Peptide XT-7 (GLLGP(5)LLKIA(10)AKVGS(15)NLL.NH(2)) is a cationic, leucine-rich peptide, first isolated from skin secretions of the frog, Silurana tropicalis (Pipidae). The peptide shows potent, broad-spectrum antimicrobial activity but its therapeutic potential is limited by haemolytic activity (LC(50)=140 microM). The analogue [G4K]XT-7, however, retains potent antimicrobial activity but is non-haemolytic (LC(50)>500 microM). In order to elucidate the molecular basis for this difference in properties, the three dimensional structures of XT-7 and the analogue have been investigated by proton NMR spectroscopy and molecular modelling. In aqueous solution, both peptides lack secondary structure. In a 2,2,2-trifluoroethanol (TFE-d(3))-H(2)O mixed solvent system, XT-7 is characterised by a right handed alpha-helical conformation between residues Leu(3) and Leu(17) whereas [G4K]XT-7 adopts a more restricted alpha-helical conformation between residues Leu(6) and Leu(17). A similar conformation for XT-7 in 1,2-dihexanoyl-sn-glycero-3-phosphocholine (DHPC) micellular media was observed with a helical segment between Leu(3) and Leu(17). However, differences in side chain orientations restricting the hydrophilic residues to a smaller patch resulted in an increased hydrophobic surface relative to the conformation in TFE-H(2)O. Molecular modelling of the structures obtained in our study demonstrates the amphipathic character of the helical segments. It is proposed that the marked decrease in haemolytic activity produced by the substitution Gly(4)-->Lys in XT-7 arises from a decrease in both helicity and hydrophobicity. These studies may facilitate the development of potent but non-toxic anti-infective agents based upon the structure of XT-7.

Conformational analysis of the broad-spectrum antibacterial peptide, ranatuerin-2CSa: identification of a full length helix-turn-helix motif.

Design of clinically valuable antibacterial agents based upon naturally occurring peptides requires the use of spectroscopic methods, particularly NMR, to determine the three-dimensional structure of the native peptide so that analogues with improved therapeutic properties can be made. Ranatuerin-2CSa (GILSSFKGVAKGVAKDLAG KLLETLKCKITGC), first isolated from skin secretions of the Cascades frog, Rana cascadae, represents a promising candidate for drug development. The peptide shows potent growth inhibitory activity against Escherichia coli (MIC=5 microM) and Staphylococcus aureus (MIC=10 microM) but displays haemolytic activity against human erythrocytes (LC(50)=160 microM). The solution structure of ranatuerin-2CSa was investigated by proton NMR spectroscopy and molecular modelling.
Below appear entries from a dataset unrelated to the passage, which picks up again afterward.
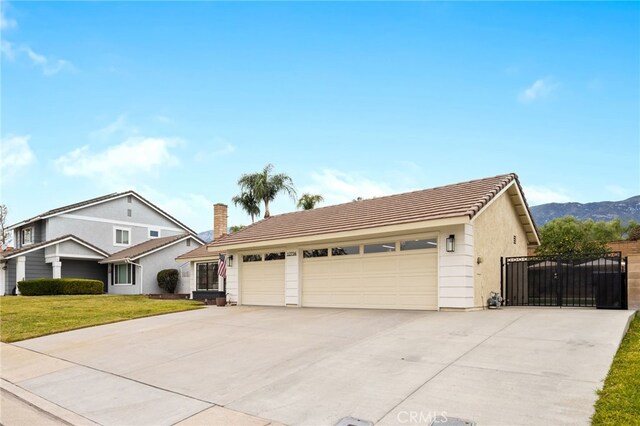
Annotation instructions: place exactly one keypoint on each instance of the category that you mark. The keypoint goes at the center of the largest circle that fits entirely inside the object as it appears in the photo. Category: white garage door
(262, 281)
(371, 277)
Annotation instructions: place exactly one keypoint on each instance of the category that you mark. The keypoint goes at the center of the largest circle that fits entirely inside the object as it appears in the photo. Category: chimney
(219, 220)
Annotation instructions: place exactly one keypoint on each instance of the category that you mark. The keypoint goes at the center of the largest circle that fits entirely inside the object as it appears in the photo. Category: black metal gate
(597, 280)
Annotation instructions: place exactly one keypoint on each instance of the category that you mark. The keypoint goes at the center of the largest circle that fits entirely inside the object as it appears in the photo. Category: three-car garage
(394, 273)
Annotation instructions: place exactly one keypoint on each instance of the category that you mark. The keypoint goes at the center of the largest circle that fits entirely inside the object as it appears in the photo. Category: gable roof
(147, 247)
(99, 200)
(33, 247)
(201, 253)
(461, 200)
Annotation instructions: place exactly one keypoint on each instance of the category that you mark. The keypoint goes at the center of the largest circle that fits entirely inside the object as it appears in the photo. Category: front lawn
(619, 402)
(23, 317)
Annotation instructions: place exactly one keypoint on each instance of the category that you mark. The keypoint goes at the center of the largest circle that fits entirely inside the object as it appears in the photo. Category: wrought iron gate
(597, 280)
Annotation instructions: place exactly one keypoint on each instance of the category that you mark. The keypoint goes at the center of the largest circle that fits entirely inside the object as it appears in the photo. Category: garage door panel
(399, 280)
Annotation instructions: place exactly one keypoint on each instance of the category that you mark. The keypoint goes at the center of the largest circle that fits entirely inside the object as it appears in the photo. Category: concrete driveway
(315, 366)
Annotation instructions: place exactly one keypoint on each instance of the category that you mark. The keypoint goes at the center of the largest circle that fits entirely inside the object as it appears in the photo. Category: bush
(53, 286)
(168, 279)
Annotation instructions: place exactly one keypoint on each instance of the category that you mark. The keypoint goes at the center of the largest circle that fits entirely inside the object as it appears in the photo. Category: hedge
(52, 286)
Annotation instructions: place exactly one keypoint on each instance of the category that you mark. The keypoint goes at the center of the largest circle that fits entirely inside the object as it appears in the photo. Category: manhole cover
(451, 421)
(352, 421)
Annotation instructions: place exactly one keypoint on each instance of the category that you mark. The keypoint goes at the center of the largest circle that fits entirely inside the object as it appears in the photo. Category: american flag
(222, 267)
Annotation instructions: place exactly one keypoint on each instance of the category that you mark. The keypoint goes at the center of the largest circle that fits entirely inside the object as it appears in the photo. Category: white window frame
(22, 240)
(129, 273)
(115, 231)
(219, 284)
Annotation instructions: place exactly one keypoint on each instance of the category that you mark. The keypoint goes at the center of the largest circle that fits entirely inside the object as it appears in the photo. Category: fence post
(504, 296)
(625, 283)
(558, 282)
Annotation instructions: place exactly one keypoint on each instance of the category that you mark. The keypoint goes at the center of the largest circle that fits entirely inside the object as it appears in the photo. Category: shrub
(53, 286)
(168, 279)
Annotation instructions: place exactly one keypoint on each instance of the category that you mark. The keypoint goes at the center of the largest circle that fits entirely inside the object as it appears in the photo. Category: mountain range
(624, 210)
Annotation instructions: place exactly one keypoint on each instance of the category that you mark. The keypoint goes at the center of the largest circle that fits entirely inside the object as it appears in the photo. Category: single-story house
(432, 249)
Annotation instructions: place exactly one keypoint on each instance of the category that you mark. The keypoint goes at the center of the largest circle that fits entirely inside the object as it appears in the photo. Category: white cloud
(7, 50)
(6, 23)
(15, 155)
(164, 119)
(222, 148)
(48, 65)
(539, 89)
(192, 209)
(339, 187)
(118, 165)
(119, 125)
(543, 195)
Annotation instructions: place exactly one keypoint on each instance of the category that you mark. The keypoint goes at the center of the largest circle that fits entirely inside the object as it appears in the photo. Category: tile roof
(457, 200)
(15, 252)
(91, 201)
(137, 251)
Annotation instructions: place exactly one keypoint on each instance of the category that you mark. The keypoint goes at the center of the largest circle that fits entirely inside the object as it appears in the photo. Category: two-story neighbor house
(121, 239)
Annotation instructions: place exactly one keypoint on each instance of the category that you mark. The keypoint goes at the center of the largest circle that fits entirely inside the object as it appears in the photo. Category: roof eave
(343, 235)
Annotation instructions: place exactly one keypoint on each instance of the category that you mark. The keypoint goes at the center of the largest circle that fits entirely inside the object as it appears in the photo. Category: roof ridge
(461, 199)
(382, 197)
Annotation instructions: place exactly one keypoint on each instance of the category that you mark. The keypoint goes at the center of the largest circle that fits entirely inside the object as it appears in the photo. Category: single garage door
(262, 279)
(391, 275)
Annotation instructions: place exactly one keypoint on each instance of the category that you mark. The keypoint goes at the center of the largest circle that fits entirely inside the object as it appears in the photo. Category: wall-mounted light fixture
(451, 243)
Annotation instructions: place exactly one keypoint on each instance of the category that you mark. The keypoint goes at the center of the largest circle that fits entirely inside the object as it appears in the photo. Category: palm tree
(265, 186)
(249, 203)
(308, 201)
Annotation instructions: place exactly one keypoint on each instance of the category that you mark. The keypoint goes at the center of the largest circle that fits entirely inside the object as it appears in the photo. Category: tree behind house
(265, 186)
(568, 235)
(309, 201)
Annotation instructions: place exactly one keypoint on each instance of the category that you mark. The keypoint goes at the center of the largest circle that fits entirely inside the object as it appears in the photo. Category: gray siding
(35, 266)
(39, 233)
(11, 276)
(124, 288)
(87, 269)
(165, 259)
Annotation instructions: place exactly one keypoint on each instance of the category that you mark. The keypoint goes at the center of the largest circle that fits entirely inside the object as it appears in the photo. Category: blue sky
(176, 100)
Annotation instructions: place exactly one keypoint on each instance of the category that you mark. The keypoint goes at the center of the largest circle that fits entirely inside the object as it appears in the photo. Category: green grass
(25, 317)
(619, 402)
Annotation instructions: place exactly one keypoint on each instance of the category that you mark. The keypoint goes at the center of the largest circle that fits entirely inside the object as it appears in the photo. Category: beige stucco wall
(494, 229)
(633, 281)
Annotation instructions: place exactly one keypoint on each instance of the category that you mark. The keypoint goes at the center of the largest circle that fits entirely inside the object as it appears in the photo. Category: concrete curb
(62, 414)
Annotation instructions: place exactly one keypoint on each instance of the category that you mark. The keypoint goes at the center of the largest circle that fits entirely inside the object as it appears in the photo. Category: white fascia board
(346, 235)
(22, 253)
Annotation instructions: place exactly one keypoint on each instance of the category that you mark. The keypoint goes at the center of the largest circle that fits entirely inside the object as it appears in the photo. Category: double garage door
(391, 280)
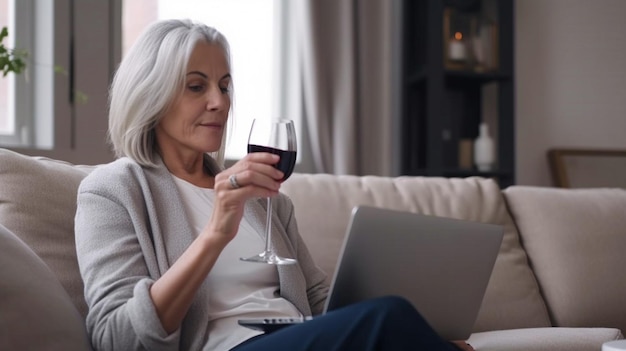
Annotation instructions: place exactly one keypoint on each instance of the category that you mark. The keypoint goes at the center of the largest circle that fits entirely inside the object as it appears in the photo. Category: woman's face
(196, 120)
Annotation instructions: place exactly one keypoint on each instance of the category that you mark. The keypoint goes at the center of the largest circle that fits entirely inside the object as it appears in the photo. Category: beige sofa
(558, 282)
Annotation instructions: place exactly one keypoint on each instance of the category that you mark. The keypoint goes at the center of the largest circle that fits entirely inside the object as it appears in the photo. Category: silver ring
(233, 181)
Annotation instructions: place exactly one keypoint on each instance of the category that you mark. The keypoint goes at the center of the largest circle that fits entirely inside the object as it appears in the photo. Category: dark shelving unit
(443, 105)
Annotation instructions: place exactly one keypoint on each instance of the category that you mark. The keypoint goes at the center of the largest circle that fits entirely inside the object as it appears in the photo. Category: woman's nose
(216, 99)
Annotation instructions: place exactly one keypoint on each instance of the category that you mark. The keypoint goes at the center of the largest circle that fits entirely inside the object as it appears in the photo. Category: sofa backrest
(324, 202)
(38, 203)
(576, 243)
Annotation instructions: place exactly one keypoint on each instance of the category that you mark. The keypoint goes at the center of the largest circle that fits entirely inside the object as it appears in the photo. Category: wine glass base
(269, 258)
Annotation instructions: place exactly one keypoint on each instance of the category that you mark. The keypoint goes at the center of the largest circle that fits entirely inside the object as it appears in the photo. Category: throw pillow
(36, 313)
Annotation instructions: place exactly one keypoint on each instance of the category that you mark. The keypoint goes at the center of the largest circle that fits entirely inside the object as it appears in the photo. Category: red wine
(287, 158)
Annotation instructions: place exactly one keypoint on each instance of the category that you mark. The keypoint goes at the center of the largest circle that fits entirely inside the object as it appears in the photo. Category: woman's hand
(462, 345)
(253, 176)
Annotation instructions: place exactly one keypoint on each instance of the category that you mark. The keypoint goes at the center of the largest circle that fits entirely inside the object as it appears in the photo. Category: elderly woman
(159, 231)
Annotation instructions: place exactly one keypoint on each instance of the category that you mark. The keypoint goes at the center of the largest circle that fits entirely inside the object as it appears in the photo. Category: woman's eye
(196, 88)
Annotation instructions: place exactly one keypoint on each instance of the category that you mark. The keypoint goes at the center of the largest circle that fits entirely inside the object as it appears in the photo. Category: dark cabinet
(458, 73)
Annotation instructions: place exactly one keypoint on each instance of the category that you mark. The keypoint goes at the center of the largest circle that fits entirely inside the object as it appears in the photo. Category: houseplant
(11, 60)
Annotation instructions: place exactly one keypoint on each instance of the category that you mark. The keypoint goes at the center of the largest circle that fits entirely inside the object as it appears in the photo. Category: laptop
(441, 265)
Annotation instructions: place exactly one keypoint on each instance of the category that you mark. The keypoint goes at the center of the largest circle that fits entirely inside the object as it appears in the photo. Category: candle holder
(456, 39)
(470, 39)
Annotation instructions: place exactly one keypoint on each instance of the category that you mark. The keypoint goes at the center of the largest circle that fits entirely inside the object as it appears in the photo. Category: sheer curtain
(340, 78)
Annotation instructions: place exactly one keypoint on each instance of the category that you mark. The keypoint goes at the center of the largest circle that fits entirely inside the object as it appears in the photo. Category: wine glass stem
(268, 226)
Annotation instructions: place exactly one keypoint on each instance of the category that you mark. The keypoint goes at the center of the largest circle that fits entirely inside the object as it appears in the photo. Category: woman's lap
(388, 323)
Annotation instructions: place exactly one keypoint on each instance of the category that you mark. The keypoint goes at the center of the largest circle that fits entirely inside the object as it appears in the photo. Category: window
(7, 91)
(26, 99)
(249, 26)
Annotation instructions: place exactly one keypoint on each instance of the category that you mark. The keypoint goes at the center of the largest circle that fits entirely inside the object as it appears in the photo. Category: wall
(570, 80)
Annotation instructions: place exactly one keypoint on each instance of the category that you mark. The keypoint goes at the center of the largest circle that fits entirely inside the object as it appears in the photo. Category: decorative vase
(484, 155)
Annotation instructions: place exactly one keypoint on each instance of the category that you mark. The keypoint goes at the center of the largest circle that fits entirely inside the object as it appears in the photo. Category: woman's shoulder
(113, 175)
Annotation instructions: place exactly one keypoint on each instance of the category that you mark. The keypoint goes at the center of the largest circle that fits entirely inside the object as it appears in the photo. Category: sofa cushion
(544, 339)
(36, 313)
(38, 204)
(576, 243)
(324, 202)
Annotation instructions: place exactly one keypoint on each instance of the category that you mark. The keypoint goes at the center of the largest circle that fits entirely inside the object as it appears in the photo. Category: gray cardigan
(130, 227)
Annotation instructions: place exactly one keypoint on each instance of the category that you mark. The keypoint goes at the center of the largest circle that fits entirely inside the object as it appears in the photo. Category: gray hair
(150, 77)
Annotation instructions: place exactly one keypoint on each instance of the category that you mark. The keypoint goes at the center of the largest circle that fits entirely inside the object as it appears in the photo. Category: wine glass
(278, 137)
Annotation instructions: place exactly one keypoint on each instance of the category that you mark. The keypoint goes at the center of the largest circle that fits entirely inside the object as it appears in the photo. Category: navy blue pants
(386, 323)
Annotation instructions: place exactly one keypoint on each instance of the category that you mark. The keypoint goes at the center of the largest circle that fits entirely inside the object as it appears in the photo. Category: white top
(238, 289)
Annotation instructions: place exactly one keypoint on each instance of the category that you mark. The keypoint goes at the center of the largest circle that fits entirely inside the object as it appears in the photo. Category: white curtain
(340, 80)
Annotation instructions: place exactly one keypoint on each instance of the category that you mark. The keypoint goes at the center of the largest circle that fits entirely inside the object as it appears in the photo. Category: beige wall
(570, 80)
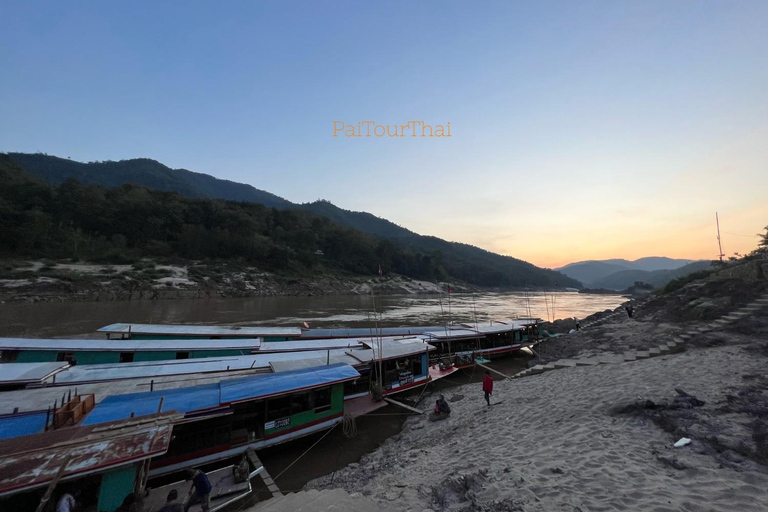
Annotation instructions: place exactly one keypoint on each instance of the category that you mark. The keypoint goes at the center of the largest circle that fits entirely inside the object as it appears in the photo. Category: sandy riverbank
(35, 282)
(591, 438)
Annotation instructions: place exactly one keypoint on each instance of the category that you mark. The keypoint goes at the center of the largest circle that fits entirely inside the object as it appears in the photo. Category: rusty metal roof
(33, 461)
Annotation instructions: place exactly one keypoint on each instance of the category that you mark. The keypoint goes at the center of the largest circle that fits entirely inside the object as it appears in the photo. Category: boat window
(279, 407)
(322, 399)
(64, 356)
(8, 356)
(416, 368)
(300, 403)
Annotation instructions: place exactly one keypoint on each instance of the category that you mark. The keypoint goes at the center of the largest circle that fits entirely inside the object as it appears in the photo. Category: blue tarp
(21, 425)
(210, 396)
(248, 388)
(120, 407)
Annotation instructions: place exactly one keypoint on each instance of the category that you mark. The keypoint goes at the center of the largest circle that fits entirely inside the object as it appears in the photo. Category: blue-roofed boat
(225, 419)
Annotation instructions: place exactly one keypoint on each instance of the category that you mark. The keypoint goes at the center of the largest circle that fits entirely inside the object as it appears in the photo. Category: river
(55, 319)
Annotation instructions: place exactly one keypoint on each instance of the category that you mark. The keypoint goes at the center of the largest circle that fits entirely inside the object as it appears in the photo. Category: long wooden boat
(36, 350)
(226, 419)
(105, 463)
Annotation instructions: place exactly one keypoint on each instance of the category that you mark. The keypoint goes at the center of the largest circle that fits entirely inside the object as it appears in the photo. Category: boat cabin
(127, 331)
(101, 465)
(86, 352)
(225, 419)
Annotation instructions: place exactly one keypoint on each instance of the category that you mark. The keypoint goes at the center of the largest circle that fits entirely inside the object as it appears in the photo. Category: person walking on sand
(488, 386)
(200, 492)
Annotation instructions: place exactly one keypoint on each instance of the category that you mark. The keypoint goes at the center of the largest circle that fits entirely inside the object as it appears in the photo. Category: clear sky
(579, 130)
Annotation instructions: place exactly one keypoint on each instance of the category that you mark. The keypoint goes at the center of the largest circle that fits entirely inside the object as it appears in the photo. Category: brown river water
(67, 319)
(294, 464)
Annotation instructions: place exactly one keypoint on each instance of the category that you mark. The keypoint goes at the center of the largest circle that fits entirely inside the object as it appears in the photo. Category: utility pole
(719, 243)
In aqueous solution, the peptide lacks secondary structure but, in a 2,2,2-trifluoroethanol (TFE-d(3))-H(2)O solvent mixture, the structure is characterised by a full length helix-turn-helix conformation between residues I(2)-L(21), L(22)-L(25) and K(26)-T(30) respectively. This structural information will facilitate the design of novel therapeutic agents based upon the ranatuerin-2CSa structure with improved antimicrobial potencies but decreased cytolytic activities against mammalian cells.